Book Review: Salvation City by Sigrid Nunez

Cole has been orphaned by a flu pandemic that has not only killed his parents but also large numbers of people worldwide, creating widespread panic and chaos. After he recovers from his own infection, Cole is taken in by an evangelical couple in Salvation City who have a starkly different worldview than what he grew up with.


I’ll come right out and say that this was nearly a DNF for me. At about 100 pages in, I just really wasn’t feeling it. The apocalyptic setting did not seem integral to the story, and I felt I had been drawn in on false pretences. It’s a like a regular novel dressed up in apocalyptic clothing. At the start of the story, Cole is already with his new family and we only see snatches of his life before and what happened during the pandemic in flashbacks.
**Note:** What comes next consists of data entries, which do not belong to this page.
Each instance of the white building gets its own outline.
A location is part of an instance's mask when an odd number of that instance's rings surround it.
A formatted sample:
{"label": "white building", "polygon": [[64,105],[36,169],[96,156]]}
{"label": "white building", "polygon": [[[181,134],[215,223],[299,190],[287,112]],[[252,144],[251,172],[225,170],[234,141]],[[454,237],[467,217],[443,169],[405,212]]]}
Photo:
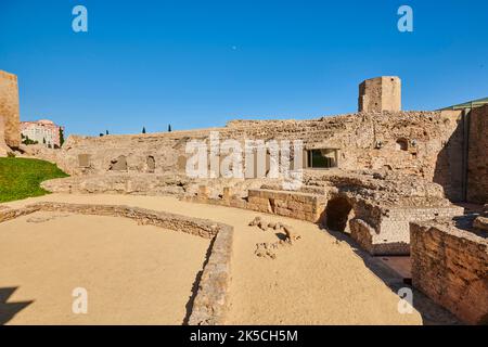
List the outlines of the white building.
{"label": "white building", "polygon": [[21,132],[24,138],[46,144],[46,146],[61,146],[60,129],[53,121],[41,119],[38,121],[21,121]]}

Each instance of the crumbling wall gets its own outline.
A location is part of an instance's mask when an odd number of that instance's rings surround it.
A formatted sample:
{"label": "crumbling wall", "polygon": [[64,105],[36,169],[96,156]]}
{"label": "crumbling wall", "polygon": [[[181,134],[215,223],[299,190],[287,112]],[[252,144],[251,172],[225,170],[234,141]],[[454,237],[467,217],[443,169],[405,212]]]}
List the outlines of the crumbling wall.
{"label": "crumbling wall", "polygon": [[401,110],[401,80],[396,76],[382,76],[359,85],[359,112]]}
{"label": "crumbling wall", "polygon": [[467,201],[488,202],[488,105],[470,114]]}
{"label": "crumbling wall", "polygon": [[300,192],[249,190],[247,208],[311,222],[319,222],[325,209],[325,196]]}
{"label": "crumbling wall", "polygon": [[0,116],[3,117],[5,143],[11,147],[18,147],[21,144],[21,120],[17,76],[3,70],[0,70]]}
{"label": "crumbling wall", "polygon": [[411,223],[412,282],[471,324],[488,324],[488,240],[451,221]]}

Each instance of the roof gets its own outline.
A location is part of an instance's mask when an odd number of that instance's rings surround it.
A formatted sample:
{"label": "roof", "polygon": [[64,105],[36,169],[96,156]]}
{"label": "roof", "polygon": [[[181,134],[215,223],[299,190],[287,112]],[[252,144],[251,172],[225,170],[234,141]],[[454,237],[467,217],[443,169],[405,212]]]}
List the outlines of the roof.
{"label": "roof", "polygon": [[484,99],[473,100],[473,101],[468,101],[468,102],[465,102],[465,103],[462,103],[462,104],[458,104],[458,105],[440,108],[440,111],[474,108],[474,107],[480,107],[480,106],[484,106],[484,105],[487,105],[487,104],[488,104],[488,98],[484,98]]}

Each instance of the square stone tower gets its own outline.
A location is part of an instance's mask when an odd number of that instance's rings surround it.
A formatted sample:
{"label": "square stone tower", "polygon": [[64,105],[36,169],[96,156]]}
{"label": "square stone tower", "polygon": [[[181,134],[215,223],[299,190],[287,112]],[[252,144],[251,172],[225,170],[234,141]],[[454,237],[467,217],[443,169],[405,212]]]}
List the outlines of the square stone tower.
{"label": "square stone tower", "polygon": [[396,76],[367,79],[359,85],[359,112],[401,111],[401,80]]}
{"label": "square stone tower", "polygon": [[[0,70],[0,121],[3,120],[4,142],[11,147],[21,145],[17,76]],[[0,141],[1,142],[1,141]]]}

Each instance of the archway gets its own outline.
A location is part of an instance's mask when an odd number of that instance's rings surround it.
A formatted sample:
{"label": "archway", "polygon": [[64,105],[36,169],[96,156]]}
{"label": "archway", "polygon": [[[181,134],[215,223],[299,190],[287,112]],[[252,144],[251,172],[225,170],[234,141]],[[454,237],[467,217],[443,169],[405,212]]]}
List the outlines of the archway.
{"label": "archway", "polygon": [[345,197],[334,197],[325,207],[326,227],[333,231],[346,231],[352,205]]}

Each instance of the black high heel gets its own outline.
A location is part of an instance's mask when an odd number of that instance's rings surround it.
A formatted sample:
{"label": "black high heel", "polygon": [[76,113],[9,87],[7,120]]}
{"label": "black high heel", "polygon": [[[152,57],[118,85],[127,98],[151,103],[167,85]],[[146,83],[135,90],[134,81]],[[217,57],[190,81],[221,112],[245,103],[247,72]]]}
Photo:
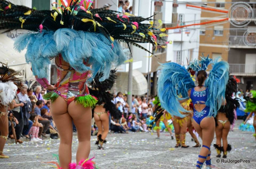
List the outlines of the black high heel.
{"label": "black high heel", "polygon": [[179,145],[178,146],[175,146],[175,148],[178,148],[179,147],[180,147],[181,146],[181,145],[180,144],[179,144]]}

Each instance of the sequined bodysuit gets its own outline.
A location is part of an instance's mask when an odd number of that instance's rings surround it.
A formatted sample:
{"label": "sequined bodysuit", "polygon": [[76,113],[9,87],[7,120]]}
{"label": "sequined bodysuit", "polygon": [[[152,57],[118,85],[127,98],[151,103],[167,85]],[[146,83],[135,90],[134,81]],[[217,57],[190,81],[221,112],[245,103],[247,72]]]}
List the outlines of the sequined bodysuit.
{"label": "sequined bodysuit", "polygon": [[76,71],[63,60],[61,55],[55,58],[57,68],[57,88],[54,90],[67,102],[68,105],[77,97],[89,94],[86,84],[89,72]]}

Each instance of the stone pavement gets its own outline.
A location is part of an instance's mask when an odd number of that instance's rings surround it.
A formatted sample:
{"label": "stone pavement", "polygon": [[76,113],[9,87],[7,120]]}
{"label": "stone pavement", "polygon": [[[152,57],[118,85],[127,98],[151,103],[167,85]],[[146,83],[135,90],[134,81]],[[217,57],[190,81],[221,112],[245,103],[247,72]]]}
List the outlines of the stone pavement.
{"label": "stone pavement", "polygon": [[[230,132],[229,143],[231,151],[225,159],[216,157],[216,152],[211,153],[213,168],[256,168],[256,145],[251,133],[241,132],[238,129],[242,121],[237,121],[233,132]],[[195,168],[200,148],[192,147],[194,143],[187,133],[186,143],[188,148],[174,148],[175,140],[170,140],[166,133],[161,133],[160,139],[156,139],[156,133],[131,133],[109,134],[105,149],[96,149],[94,143],[96,136],[91,139],[90,157],[95,155],[94,161],[101,169]],[[202,142],[201,139],[199,141]],[[213,144],[215,142],[215,139]],[[73,136],[72,161],[75,160],[78,141]],[[52,154],[57,154],[59,140],[45,140],[41,142],[24,142],[21,144],[6,144],[4,151],[10,158],[0,159],[1,169],[53,168],[44,162],[56,159]],[[213,150],[213,146],[211,147]],[[216,162],[217,159],[249,160],[249,163],[228,163]],[[205,168],[204,166],[203,168]]]}

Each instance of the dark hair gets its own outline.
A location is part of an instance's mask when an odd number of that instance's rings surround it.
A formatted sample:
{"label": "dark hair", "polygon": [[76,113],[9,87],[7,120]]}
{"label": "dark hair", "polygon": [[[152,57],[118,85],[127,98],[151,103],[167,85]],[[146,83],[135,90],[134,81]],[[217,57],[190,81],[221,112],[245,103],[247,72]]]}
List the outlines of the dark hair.
{"label": "dark hair", "polygon": [[37,105],[37,106],[38,106],[42,104],[42,103],[43,102],[43,101],[42,100],[37,100],[37,103],[36,103],[35,104]]}
{"label": "dark hair", "polygon": [[197,73],[197,76],[198,86],[201,87],[203,85],[203,81],[207,77],[207,73],[205,70],[199,70]]}
{"label": "dark hair", "polygon": [[29,117],[29,119],[30,120],[34,122],[34,120],[35,120],[35,118],[37,116],[37,114],[34,113],[32,113],[30,114],[30,117]]}
{"label": "dark hair", "polygon": [[46,112],[48,112],[48,111],[46,109],[42,109],[41,110],[41,115],[43,115],[45,114]]}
The plot is spare since this is very much a character study of Cole, a character I never really warmed to. He’s a cold sort of kid, hates reading (and is actually proud of the fact he’s never read a whole book), and at first even welcomes the pandemic:

To Cole, it was pretty exciting, albeit in a sick-making way, like watching an ultra-realistic slasher flick, or going on a roller coaster when he was still young and dumb enough to think it was a death-defying thing to do. […] It always gave him some satisfaction, seeing grown-ups lose control.” p 52-53 ARC version, may not reflect final published version.

It is an interesting idea to take a closer look at how a community who believes in the biblical end times would react to living in a post-apocalyptic world. And there are very thought provoking passages throughout. I just wish Nunez had delved deeper into the more intriguing aspects of her creation, such as the “rapture children”, or provided new insights into the evangelical Christian psyche (she isn't one herself, by the way).
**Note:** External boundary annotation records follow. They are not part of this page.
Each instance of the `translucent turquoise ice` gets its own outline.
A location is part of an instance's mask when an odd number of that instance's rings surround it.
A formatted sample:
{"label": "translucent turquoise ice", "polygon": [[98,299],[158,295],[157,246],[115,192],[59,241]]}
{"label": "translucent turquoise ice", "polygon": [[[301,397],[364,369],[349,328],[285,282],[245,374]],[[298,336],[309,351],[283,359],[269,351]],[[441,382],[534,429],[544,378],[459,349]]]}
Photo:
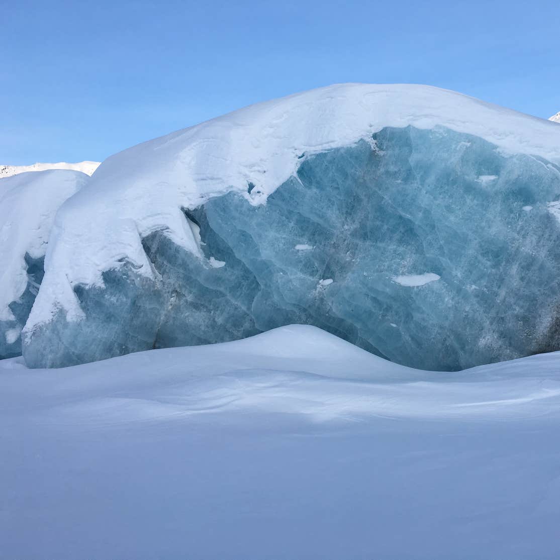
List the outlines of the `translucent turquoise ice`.
{"label": "translucent turquoise ice", "polygon": [[302,154],[265,204],[230,193],[185,211],[204,260],[152,234],[143,243],[156,279],[125,264],[105,273],[104,290],[80,287],[86,318],[61,313],[34,331],[28,365],[290,323],[424,369],[560,348],[560,223],[549,206],[560,170],[445,128],[388,128],[372,139]]}

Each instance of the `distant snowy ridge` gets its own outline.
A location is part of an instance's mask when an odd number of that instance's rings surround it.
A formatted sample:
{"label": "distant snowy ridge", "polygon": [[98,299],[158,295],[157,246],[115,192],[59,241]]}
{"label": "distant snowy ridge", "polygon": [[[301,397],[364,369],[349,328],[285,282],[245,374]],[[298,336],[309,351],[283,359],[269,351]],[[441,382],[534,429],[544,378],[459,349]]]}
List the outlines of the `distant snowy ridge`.
{"label": "distant snowy ridge", "polygon": [[0,356],[18,351],[14,345],[25,320],[10,305],[25,305],[18,300],[30,280],[26,258],[44,256],[59,207],[89,180],[80,171],[54,169],[0,178]]}
{"label": "distant snowy ridge", "polygon": [[438,88],[343,84],[259,103],[106,160],[57,214],[26,330],[49,322],[60,308],[69,320],[83,316],[73,288],[102,286],[103,271],[119,263],[151,277],[141,239],[151,232],[165,230],[199,255],[181,208],[230,191],[264,203],[309,155],[367,141],[384,127],[408,125],[446,127],[505,152],[560,164],[560,129],[552,123]]}
{"label": "distant snowy ridge", "polygon": [[91,175],[100,165],[100,162],[99,161],[80,161],[77,164],[67,164],[61,161],[58,164],[33,164],[32,165],[0,165],[0,179],[3,177],[11,177],[27,171],[44,171],[48,169],[69,169]]}

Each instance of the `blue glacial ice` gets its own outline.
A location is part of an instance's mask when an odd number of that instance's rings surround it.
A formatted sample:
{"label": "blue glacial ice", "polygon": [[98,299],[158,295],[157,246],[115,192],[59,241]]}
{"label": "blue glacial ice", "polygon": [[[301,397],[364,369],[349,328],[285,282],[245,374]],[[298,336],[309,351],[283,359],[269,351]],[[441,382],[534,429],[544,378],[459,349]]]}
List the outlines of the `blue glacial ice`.
{"label": "blue glacial ice", "polygon": [[184,207],[200,254],[153,228],[142,235],[150,275],[123,258],[96,285],[76,283],[80,316],[55,306],[30,328],[28,365],[293,323],[434,370],[560,348],[556,163],[408,125],[304,151],[298,164],[265,204],[247,181]]}

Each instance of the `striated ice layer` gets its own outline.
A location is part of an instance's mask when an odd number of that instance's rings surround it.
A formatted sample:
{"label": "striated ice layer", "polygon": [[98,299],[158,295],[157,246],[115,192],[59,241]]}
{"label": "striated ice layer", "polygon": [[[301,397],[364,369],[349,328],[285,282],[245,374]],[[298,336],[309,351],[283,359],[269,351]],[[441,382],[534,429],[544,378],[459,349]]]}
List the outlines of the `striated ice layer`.
{"label": "striated ice layer", "polygon": [[232,192],[185,209],[200,256],[162,229],[143,239],[151,276],[125,262],[75,286],[82,318],[27,333],[28,365],[293,323],[430,370],[560,348],[557,166],[442,127],[300,156],[265,204]]}

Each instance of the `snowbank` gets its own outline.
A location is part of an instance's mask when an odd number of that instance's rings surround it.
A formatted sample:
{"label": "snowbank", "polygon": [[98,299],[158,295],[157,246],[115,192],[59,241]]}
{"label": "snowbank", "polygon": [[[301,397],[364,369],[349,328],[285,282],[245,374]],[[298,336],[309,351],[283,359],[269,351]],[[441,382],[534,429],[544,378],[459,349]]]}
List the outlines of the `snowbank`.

I did decide to finish because the reading guide promised some scandalous happenings towards the end, but what occurs is so minor and so unexplored by the community at large that it left me with more questions than answers. Though this wasn't the best book for me at this time, if you like in-depth character studies of semi-unlikeable characters, then give it a try!
My rating? 1 Zombie Chicken - for dystopian completists only.
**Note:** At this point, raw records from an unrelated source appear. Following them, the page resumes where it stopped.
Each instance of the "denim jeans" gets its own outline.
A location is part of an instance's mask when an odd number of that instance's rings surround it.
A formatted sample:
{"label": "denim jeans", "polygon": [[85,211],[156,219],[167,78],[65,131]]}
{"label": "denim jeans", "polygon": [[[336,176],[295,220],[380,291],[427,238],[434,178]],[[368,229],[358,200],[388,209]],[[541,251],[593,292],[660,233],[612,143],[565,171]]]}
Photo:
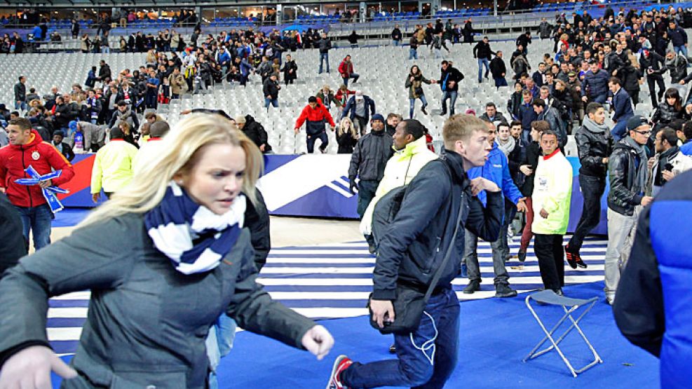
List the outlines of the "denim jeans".
{"label": "denim jeans", "polygon": [[409,48],[409,60],[417,60],[417,59],[418,59],[418,49]]}
{"label": "denim jeans", "polygon": [[375,197],[375,192],[377,191],[377,186],[379,182],[374,179],[361,179],[358,182],[358,216],[362,219],[365,210],[372,201],[372,198]]}
{"label": "denim jeans", "polygon": [[344,85],[348,86],[348,79],[353,79],[353,82],[357,83],[359,77],[360,77],[360,74],[351,73],[348,77],[341,77],[341,79],[344,80]]}
{"label": "denim jeans", "polygon": [[487,58],[478,58],[478,82],[482,81],[483,77],[483,67],[485,67],[485,78],[488,78],[488,72],[490,71],[490,62]]}
{"label": "denim jeans", "polygon": [[50,223],[53,217],[53,212],[48,204],[37,207],[18,207],[22,219],[22,234],[29,242],[29,231],[34,233],[34,247],[38,250],[50,244]]}
{"label": "denim jeans", "polygon": [[327,72],[330,72],[330,54],[329,53],[320,53],[320,71],[322,73],[322,65],[324,64],[325,62],[327,62]]}
{"label": "denim jeans", "polygon": [[442,114],[447,112],[447,100],[449,99],[449,116],[454,114],[454,103],[456,102],[456,96],[459,92],[452,90],[451,92],[442,92]]}
{"label": "denim jeans", "polygon": [[[423,108],[428,107],[428,100],[426,100],[425,95],[421,95],[418,98],[421,99],[421,102],[423,103]],[[409,108],[409,118],[412,119],[414,109],[416,107],[416,99],[409,99],[409,103],[410,105]]]}
{"label": "denim jeans", "polygon": [[[464,233],[464,252],[463,260],[466,264],[466,271],[468,272],[468,280],[470,281],[481,281],[480,266],[478,264],[478,237],[471,231],[466,230]],[[493,250],[493,271],[495,273],[494,283],[496,286],[498,284],[509,285],[508,280],[510,278],[505,268],[505,258],[501,257],[502,242],[498,238],[494,242],[490,243],[490,247]]]}
{"label": "denim jeans", "polygon": [[308,153],[314,152],[315,141],[317,139],[322,141],[322,144],[320,145],[320,150],[325,151],[327,149],[327,145],[329,144],[330,142],[329,137],[327,136],[327,132],[323,131],[319,134],[308,135],[306,138],[308,144]]}
{"label": "denim jeans", "polygon": [[430,296],[414,332],[394,335],[397,359],[354,362],[341,374],[353,389],[403,386],[441,389],[459,358],[459,301],[452,288]]}
{"label": "denim jeans", "polygon": [[219,383],[217,381],[216,369],[219,367],[221,358],[225,357],[233,348],[233,341],[236,339],[236,328],[238,325],[236,320],[223,313],[211,328],[205,341],[207,346],[207,357],[209,357],[209,389],[217,389]]}
{"label": "denim jeans", "polygon": [[568,243],[570,250],[577,252],[581,249],[584,237],[598,226],[601,220],[601,196],[606,190],[606,177],[579,175],[579,188],[584,198],[584,207],[574,235]]}
{"label": "denim jeans", "polygon": [[27,110],[27,102],[15,102],[15,109],[22,109],[22,111]]}
{"label": "denim jeans", "polygon": [[277,99],[268,99],[266,97],[264,97],[264,108],[266,108],[267,109],[269,109],[269,104],[271,104],[271,105],[273,106],[274,108],[278,108],[279,107],[279,100],[277,100]]}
SALVATION CITY comes out in hardcover on September 16th. And even though the main character is 13, this is very much an adult book (as in, not YA). Find out more about it at the author's website.  (By the way, the author herself calls this "a near apocalypse and a temporary dystopia" in the Q&A on her site, and says that she was more interested in exploring Cole's circumstances than the effect of the pandemic on the world at large. Funny, I am interested in the exact opposite.)